• もっと見る

前の記事 «  トップページ  » 次の記事
2012年07月10日(Tue)
場と向き合う
(九州うんゆジャーナル 2012年7月10日掲載)
20806.jpg
公益・ボランティア支援グループ 
東日本大震災復興支援チーム 樋口 裕司 


 エッセイということで、少し襟を緩めて書くことにしている。なにより、今回の寄稿のテーマは私の仕事に関することである一方で、先例のない出来事、人生においてとても大きなインパクトをもった日々(現在も境目なく続いているが)を振り返る作業でもあるから、未整理でとりとめのない書きぶりであり、読者の役に立つ情報満載では決してない点をご容赦いただきたい。むしろ、発災当日からこれまでの、きわめて個人的な体験談とそこからの私なりの学びを中心に書いた。とは言え、日本財団の被災地支援の取り組みもきちんと皆さんにお伝えしたいと思うから、気長にご覧いただき、何かしらの気付きの種にでもなれば幸いである。
都市の混乱 その時の行動
 2011年3月11日午後、東日本大震災が起こった。当時、私は東京赤坂のオフィスにいた。古い三角柱型のビルの6階はよく揺れた。震度5強。誰かにビルごとゆすられたような感覚。その時点から日常の雰囲気は失せ、まさに異常な事態を肌で感じていた。

 九州圏の読者が多いであろうから、もう少し当日の話を続けさせていただく。2度目の大きな揺れの後、全職員帰宅指示が出された。と言っても電車は地震の影響で動いていない。すでに外堀通りはごった返しの人の群れ。歩いて帰る者、冷静に状況を見守り待機する者。タクシーもほとんどが大渋滞に加勢するだけだった。

 夕方には慣れてきたせいか、大概の人はどこかのんびりしてもいたし、コンビニに買い物に行ったり、非常用物資の毛布を倉庫から持ち出して宿泊を決め込む者もあった。職場には身重の女性もいた。安全を期して早めにオフィスを出た彼女はかえって帰宅困難者の混沌に巻き込まれ、その後何時間か休憩できる場所を探し歩き回る羽目になった。幸いにある居酒屋チェーン店の計らいで、電車が再開するまで休ませてもらえたと報を受けた時は心底安心したものだ。彼女は人の優しさに涙が出たと言っていた。

 私がその報を受けたのは実は私の帰宅後夜9時かそのくらい遅くで、結局彼女が自宅に帰れたのは完全に夜中になった。

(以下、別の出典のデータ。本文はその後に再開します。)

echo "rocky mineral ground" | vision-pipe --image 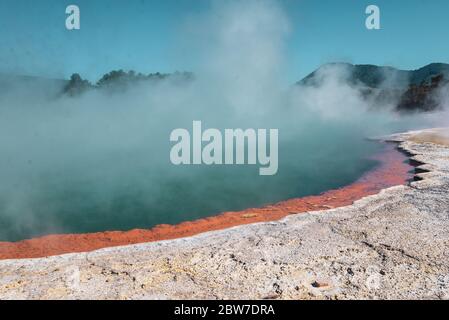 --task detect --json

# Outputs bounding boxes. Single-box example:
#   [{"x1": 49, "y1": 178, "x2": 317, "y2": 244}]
[{"x1": 0, "y1": 129, "x2": 449, "y2": 299}]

それまでかろうじてメールで、分かる限り参考になる情報や励ましの言葉を投げかけ続けたりしていた。それが先に無事家にたどり着いた自分にできることであり、不思議と湧いた使命感だった。それも送受信のタイミングが合わず役に立ったのかどうかだったが。

 当時、電話回線は完全にパンク状態で、メールの回線もほぼ麻痺していた。兄からの情報で、メールよりもTwitter(ウェブ上で“つぶやく”コミュニケーションサービス)などが機能することはわかっていた。その時はなんとなくユーザー登録をしなかったが、今では情報との向き合い方、代替インフラの重要性など、技術は賢く利用すべきだと考えるようになった。FaceBookなどでの情報の発信・収集もわりかし自然に行っている。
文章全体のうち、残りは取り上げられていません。